Grant believed in Auftragstaktic: “I do not propose to lay down for you a plan of campaign…. but simply lay down the work it is desirable to have done and leave you free to execute it in your own,way.” – instructions to General Sherman, who also practiced it:
“..the commander should be informed of the object to be accomplished, and left as free as possible to execute it in his own way…”
And Sun Tzu recommends it too:
Chapter 6, 29
“Military tactics are like unto water; for water in its natural course runs away from high places and hastens downwards.”
I get your point about ‘Auftragstaktik’ and the successful mission by the U.S. Navy SEAL’s to kill Bin Laden proves your point. When the SEAL’s lost their helicopter they adapted to the situation and stayed on target…
But, they did not break connection with the Command and Control and this is a key area where ‘Auftragstaktik’ can become a liability.
In my previous thread I used the term “Fifth Column” when I meant to use the term “Flying Column” (or Detached Column). I can see where this caused confusion…
This next quote from Napoleon explains the problem that I have with the influence of ‘Auftragstaktik’:
Napoleon excerpt: “To direct operations with lines far removed from each other, and without communications, is to commit a fault which always gives birth to a second. The detached column has only its orders for the first day. Its operations on the following day depend upon what may have happened to the main body. thus this column either loses time upon emergency, in waiting for orders, or it will act without them, and at hazard.”
Also, Sun Tzu said, “The host thus forming a single united body, is it impossible either for the brave to advance alone, or for the cowardly to retreat alone. This is the art of handling large masses of men.”
‘Auftragstaktik’ is a tactic.
Tactics: Is the art of gaining an advantage by using intelligence to create and exploit “real time” and “on the spot” opportunities. exp: Offensive tactics are determined by two factors the target disposition and the defensive structure surrounding it.
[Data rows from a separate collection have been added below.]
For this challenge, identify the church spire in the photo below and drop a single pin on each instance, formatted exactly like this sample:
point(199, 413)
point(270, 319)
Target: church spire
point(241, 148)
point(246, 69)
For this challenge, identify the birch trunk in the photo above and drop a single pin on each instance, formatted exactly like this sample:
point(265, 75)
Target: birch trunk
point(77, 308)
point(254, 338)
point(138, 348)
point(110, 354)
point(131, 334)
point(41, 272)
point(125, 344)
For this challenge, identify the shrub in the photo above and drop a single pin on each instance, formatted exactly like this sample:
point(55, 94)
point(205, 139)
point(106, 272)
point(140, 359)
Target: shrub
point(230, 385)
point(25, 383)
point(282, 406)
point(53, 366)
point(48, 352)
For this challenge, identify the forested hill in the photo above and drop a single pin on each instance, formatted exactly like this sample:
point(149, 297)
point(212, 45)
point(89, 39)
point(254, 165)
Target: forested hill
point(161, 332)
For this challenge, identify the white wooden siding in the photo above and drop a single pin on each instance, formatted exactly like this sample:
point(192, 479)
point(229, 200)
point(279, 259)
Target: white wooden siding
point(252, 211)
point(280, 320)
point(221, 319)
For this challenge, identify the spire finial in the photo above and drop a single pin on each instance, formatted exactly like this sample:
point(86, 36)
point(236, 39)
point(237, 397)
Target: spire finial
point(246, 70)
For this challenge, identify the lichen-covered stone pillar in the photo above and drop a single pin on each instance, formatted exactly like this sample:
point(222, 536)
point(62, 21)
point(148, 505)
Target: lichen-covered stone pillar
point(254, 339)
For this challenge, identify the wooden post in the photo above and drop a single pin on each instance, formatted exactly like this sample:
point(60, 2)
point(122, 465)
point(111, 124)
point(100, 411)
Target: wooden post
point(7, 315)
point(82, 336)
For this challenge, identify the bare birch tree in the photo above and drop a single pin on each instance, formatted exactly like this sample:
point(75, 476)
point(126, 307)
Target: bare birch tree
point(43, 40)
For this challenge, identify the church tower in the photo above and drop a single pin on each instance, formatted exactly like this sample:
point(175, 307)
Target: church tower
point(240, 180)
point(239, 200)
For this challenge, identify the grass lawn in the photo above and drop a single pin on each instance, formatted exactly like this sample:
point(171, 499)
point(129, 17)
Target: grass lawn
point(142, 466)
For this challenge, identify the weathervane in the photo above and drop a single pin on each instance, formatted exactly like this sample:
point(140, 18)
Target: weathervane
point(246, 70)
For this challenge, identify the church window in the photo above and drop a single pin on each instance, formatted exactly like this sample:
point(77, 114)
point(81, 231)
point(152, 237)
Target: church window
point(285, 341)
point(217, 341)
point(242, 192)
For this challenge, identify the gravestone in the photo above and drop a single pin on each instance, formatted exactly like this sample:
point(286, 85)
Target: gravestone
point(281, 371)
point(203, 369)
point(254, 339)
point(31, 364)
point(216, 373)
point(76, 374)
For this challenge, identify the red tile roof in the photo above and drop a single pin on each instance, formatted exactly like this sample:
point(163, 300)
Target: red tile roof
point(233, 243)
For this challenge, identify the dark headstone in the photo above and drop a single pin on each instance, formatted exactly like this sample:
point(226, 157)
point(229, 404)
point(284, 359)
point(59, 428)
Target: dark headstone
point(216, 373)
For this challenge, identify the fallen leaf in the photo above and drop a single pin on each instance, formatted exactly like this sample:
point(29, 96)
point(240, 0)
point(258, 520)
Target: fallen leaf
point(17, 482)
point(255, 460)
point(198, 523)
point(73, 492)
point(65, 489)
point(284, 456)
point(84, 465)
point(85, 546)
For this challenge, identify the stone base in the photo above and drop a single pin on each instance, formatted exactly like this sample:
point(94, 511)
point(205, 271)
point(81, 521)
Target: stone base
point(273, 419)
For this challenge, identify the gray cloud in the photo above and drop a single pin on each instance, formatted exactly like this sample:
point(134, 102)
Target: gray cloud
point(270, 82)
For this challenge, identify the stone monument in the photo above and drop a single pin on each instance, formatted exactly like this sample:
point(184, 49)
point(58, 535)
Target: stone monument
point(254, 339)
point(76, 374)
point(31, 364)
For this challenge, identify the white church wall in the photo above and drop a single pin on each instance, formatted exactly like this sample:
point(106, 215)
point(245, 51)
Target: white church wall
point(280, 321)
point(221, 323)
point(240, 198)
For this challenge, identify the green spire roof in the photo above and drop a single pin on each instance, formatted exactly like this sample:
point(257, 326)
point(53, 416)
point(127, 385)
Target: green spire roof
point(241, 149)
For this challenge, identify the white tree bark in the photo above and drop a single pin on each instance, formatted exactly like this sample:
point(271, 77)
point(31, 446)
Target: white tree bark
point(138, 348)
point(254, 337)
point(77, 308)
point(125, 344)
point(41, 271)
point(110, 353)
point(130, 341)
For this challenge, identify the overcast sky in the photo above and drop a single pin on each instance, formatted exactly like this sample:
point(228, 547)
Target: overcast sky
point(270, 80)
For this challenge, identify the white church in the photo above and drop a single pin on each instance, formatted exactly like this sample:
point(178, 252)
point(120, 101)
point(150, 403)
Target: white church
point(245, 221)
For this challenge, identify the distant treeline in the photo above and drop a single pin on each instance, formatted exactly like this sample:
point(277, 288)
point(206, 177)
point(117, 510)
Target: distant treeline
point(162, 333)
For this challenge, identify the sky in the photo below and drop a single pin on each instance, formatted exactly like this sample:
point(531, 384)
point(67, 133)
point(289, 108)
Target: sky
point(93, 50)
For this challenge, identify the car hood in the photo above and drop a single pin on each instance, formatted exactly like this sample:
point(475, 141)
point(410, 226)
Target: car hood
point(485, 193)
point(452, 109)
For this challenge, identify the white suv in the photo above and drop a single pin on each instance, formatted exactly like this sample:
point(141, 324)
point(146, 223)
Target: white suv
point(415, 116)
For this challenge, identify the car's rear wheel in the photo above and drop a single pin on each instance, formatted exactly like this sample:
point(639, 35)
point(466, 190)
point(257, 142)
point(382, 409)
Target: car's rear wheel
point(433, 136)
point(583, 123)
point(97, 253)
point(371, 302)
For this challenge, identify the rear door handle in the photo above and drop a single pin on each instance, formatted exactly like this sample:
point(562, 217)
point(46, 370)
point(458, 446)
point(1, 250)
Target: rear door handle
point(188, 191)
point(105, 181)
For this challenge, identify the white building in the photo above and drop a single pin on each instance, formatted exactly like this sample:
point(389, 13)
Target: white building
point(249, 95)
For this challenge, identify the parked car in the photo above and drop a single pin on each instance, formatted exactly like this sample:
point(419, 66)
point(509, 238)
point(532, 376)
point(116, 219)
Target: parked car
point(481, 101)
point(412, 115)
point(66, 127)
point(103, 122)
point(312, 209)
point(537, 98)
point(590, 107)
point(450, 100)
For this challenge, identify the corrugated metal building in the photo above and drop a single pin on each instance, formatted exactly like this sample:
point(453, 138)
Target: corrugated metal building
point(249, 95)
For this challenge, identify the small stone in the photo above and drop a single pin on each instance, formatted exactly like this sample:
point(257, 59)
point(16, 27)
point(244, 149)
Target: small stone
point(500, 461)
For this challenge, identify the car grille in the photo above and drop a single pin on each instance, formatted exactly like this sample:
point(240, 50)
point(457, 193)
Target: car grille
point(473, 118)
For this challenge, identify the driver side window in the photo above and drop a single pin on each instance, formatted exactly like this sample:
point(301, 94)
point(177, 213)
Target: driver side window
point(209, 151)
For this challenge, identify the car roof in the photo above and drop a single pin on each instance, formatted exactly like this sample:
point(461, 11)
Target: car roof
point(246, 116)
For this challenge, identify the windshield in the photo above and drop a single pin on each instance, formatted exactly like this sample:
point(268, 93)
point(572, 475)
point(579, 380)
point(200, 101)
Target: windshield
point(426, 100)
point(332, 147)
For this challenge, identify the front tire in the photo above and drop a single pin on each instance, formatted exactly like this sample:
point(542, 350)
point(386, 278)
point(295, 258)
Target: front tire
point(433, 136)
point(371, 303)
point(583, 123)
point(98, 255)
Some general tactics used are concentration, dispersal, evasion, assault, penetration, eliciting, compelling or intercepting.
Strategy on the other hand is:
Strategy: Long term operational planning that takes into consideration major variables such as command, communications, preparation, force, pressure, friction, stress, time, space, speed etc.
Napoleon excerpt: “Genius is the ability to utilize all the means at hand for the accomplishments of the end sought.”
If you are using the the term ‘Auftragstaktik’ for the goal of utilizing all the means at hand for the accomplishments of the end sought, then I agree with you.
If, on the other hand, you are using the the term ‘Auftragstaktik’ to hype the idea of the successful ‘Flying Column’ then I’ll agree to disagree.
As for turning to an ambush, I tend to think that Musashi is correct.
Miyamoto Musashi excerpt: “If you consciously try to thwart opponents, you are already late.”
What good is it to turn into an ambush when it is an IED or a claymore type mine going off? I do not propose a notion of hesitating over fighting. I propose active thinking, adapting and improvising before fighting.
Sun Tzu said, “Thus, what enables the wise sovereign and the good general to strike and conquer, and achieve things beyond the reach of ordinary men, is foreknowledge.”
Thanks again, CTC
I didn’t mention ‘Flying Columns’…. Just as cavalry was always liable to overrun themselves and get counter attacked, command and control is always essential. So is initiative at all levels.